A survey of small- and medium-sized enterprises (SMEs) in Türkiye found that most consider the green deal an opportunity, while some fear it instead might be a risk, showing a lack of awareness, according to a report released Thursday at a Green Transition summit in the capital Ankara.
Türkiye ratified the Paris Agreement in October 2021 and has announced its ambition to achieve net zero greenhouse gas emissions by 2053.
The country has been updating its nationally determined contributions under the 2016 agreement and will announce its long-term climate strategy and action plan at the end of this year.
So in the months and years to come, it is seen as vital for SMEs to plan their production structures, business models, and financial plans in order to maintain their level of competitiveness.
The Turkish Enterprise and Business Confederation and the German think tank Konrad-Adenauer-Stiftung, with the support of Turkish private lender Akbank, implemented a project aimed at raising awareness of the green transition process at the regional level in seven provinces, and shared its findings at the summit.
Lack of awareness
Under the project, nearly 350 firms took the survey. Over half of them operate in the industrial sector, a third in the service sector, and 4.6% in the agricultural sector.

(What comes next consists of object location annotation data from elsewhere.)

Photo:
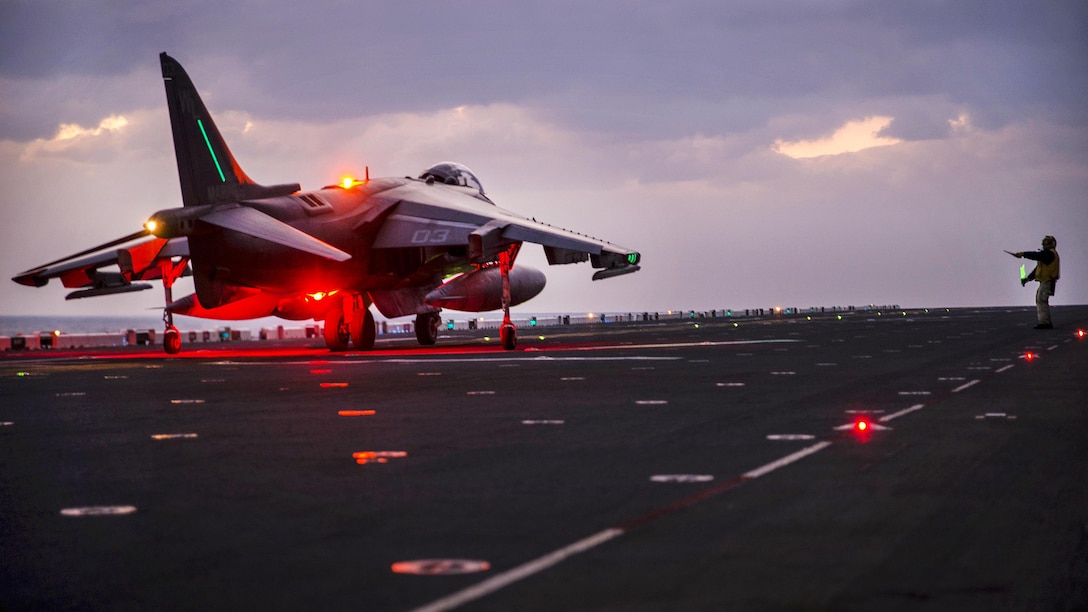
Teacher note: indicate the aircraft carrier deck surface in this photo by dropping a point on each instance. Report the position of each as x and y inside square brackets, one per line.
[680, 465]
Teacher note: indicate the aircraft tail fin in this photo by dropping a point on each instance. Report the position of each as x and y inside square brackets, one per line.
[207, 170]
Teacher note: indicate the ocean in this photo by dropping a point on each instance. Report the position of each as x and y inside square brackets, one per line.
[27, 325]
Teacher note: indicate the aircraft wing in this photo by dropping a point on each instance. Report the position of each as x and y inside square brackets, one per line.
[487, 229]
[139, 261]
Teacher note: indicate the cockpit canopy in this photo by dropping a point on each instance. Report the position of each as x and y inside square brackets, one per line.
[453, 173]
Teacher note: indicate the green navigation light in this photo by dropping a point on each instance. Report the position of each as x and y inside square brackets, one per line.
[213, 158]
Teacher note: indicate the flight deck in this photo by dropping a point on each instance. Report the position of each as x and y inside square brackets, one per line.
[702, 464]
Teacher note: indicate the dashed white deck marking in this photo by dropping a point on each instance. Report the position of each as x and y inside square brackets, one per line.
[440, 566]
[681, 478]
[536, 565]
[966, 386]
[99, 511]
[519, 573]
[787, 460]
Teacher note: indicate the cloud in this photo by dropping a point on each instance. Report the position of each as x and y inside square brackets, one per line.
[71, 137]
[852, 137]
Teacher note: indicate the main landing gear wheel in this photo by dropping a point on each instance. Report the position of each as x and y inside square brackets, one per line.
[172, 341]
[427, 328]
[336, 332]
[362, 330]
[508, 334]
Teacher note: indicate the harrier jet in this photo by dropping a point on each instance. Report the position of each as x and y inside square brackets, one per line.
[406, 246]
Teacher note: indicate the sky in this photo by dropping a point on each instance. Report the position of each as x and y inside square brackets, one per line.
[798, 153]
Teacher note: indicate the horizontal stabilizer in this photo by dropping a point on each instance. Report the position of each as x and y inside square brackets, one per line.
[107, 291]
[256, 223]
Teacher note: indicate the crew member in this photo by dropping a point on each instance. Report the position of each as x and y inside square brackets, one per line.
[1047, 272]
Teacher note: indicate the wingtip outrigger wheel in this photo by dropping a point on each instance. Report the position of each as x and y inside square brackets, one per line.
[508, 333]
[172, 341]
[171, 338]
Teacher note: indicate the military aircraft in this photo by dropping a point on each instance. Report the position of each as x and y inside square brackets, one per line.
[406, 246]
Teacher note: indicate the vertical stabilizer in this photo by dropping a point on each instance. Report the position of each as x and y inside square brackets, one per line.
[207, 170]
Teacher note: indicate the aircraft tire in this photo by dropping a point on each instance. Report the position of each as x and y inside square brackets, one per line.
[172, 341]
[427, 328]
[509, 337]
[362, 330]
[336, 332]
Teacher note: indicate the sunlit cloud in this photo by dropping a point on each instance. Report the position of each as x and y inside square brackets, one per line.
[852, 137]
[72, 135]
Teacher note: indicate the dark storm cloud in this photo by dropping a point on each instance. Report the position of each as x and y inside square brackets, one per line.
[713, 66]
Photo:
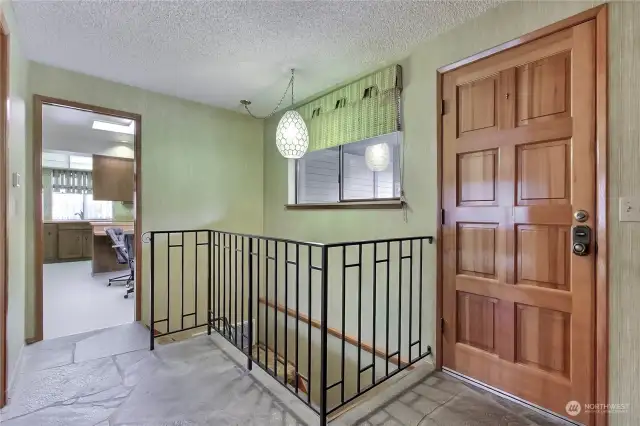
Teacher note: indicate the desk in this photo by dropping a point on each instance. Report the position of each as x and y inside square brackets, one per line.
[104, 255]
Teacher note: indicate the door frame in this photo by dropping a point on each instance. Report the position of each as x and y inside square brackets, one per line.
[601, 349]
[38, 242]
[4, 196]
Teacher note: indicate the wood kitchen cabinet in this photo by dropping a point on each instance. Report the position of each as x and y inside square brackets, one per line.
[67, 241]
[50, 242]
[70, 243]
[113, 178]
[87, 243]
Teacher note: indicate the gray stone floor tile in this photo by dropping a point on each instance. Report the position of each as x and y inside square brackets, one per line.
[449, 384]
[434, 394]
[36, 359]
[116, 381]
[43, 388]
[403, 413]
[379, 417]
[424, 405]
[134, 366]
[408, 397]
[82, 414]
[112, 341]
[470, 410]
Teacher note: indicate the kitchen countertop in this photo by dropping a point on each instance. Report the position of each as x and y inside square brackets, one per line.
[76, 221]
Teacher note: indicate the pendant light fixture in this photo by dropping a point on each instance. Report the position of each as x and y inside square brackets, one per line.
[292, 136]
[377, 157]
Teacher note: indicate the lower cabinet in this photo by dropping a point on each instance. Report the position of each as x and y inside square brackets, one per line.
[67, 241]
[50, 242]
[70, 244]
[87, 243]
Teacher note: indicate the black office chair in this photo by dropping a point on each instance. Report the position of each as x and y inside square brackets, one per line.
[124, 254]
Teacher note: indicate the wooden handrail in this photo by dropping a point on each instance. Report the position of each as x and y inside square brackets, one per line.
[334, 332]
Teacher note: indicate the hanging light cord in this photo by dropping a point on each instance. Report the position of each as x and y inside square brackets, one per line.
[284, 95]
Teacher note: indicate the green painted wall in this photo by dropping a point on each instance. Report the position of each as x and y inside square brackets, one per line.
[16, 196]
[496, 26]
[201, 166]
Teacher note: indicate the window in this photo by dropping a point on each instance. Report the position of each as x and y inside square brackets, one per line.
[365, 170]
[68, 206]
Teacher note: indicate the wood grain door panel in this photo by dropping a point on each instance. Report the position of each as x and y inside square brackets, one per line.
[518, 158]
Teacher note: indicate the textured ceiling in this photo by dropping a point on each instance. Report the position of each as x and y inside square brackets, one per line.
[218, 52]
[67, 129]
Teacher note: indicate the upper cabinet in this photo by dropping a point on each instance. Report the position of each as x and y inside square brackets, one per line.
[113, 178]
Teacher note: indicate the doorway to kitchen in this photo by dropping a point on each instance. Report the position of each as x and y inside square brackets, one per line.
[87, 221]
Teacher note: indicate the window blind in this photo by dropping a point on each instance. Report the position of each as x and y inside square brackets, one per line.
[366, 108]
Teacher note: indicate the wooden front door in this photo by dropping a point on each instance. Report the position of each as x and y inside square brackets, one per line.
[518, 160]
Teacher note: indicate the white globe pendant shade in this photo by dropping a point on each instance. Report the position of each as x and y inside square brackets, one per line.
[292, 137]
[377, 157]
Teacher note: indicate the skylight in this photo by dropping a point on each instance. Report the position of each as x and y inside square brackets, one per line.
[116, 128]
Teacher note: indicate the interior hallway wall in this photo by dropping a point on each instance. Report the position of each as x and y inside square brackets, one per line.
[505, 22]
[16, 196]
[201, 166]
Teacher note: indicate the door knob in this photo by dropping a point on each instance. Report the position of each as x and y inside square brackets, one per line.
[579, 249]
[581, 215]
[581, 235]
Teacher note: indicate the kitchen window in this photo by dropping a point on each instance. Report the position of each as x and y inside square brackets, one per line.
[69, 206]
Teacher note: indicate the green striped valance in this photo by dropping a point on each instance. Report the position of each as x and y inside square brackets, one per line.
[364, 109]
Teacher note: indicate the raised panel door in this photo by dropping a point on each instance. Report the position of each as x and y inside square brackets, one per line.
[518, 158]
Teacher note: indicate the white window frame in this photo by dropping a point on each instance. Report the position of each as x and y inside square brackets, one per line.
[294, 169]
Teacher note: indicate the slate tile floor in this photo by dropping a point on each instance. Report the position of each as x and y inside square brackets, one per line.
[109, 377]
[441, 400]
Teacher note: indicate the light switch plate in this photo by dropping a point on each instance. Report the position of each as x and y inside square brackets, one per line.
[629, 209]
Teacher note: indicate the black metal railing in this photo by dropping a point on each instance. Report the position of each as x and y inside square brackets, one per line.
[275, 299]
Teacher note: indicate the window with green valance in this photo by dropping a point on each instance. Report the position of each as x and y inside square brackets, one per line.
[366, 108]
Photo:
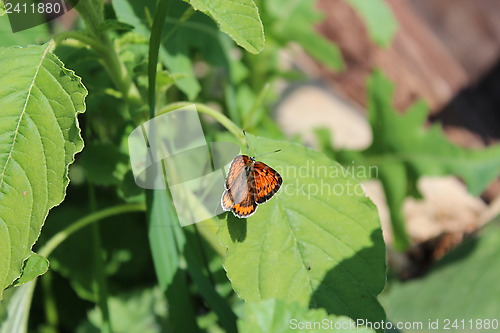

The factors SMEs see as risks in the report include lack of knowledge and awareness, insufficient human capital, loss of competitiveness, financing, and problems in the institutional structure regarding incentives and supports.
Nearly 40% of companies said they need consulting and advice on financing opportunities for this process.
While 65% of the firms said they considered the green deal an opportunity, 21% said they were unsure whether it is a risk or an opportunity.
“8% of the companies considered the deal a risk,” the report said.
Over three-fourths of the companies said they had not measured their carbon footprint. About half of the 63 companies that had measured it are large companies with 250 or more employees.
Firms were also asked how much on average they have invested in the past two years in the efficient use of resources.
While 19% of the firms said they had made no investments, nearly half of the 14 companies that had invested said this sum was less than 5% of their turnover, the report said.
‘Green transformation as important as the Industrial Revolution’
Speaking at the summit, Turkish Enterprise and Business Confederation (TÜRKONFED) Chair Süleyman Sönmez said: “It is not possible to achieve green transformation without the transformation of SMEs.”
“Green transformation as an issue is as important as the Industrial Revolution. We missed the former, but we have a lot of hands for green transformation,” he said.
Citing the country’s medium-term economic program, Sönmez pointed to the large role of energy imports in the foreign trade deficit target.
“Almost all of the foreign trade deficit target in the program comes from energy imports. It is expected that the foreign trade deficit at the end of 2022 will be $105 billion, and energy imports will account for $103.5 billion and 98.6% of this deficit.”
“If energy is used effectively together with water and resource efficiency, that is, green transformation is integrated into the entire production process, we can save approximately $17 to $20 billion per year,” he underlined.
Walter Glos, the representative of the Konrad-Adenauer-Stiftung think tank in Türkiye, said green transformation should not be seen just as a burden for Turkish companies, but also as a great opportunity for them to boost their competitiveness in the European market.
“Also, from a political point of view, adhering to the European Green Deal and creating synergies with the EU will make a significant contribution to the country’s integration process,” he said.
“Coordinated and intensive cooperation between the EU and Türkiye in the field of green transformation, when evaluated in terms of close economic dependencies, creates an area that all parties can benefit from,” he underlined.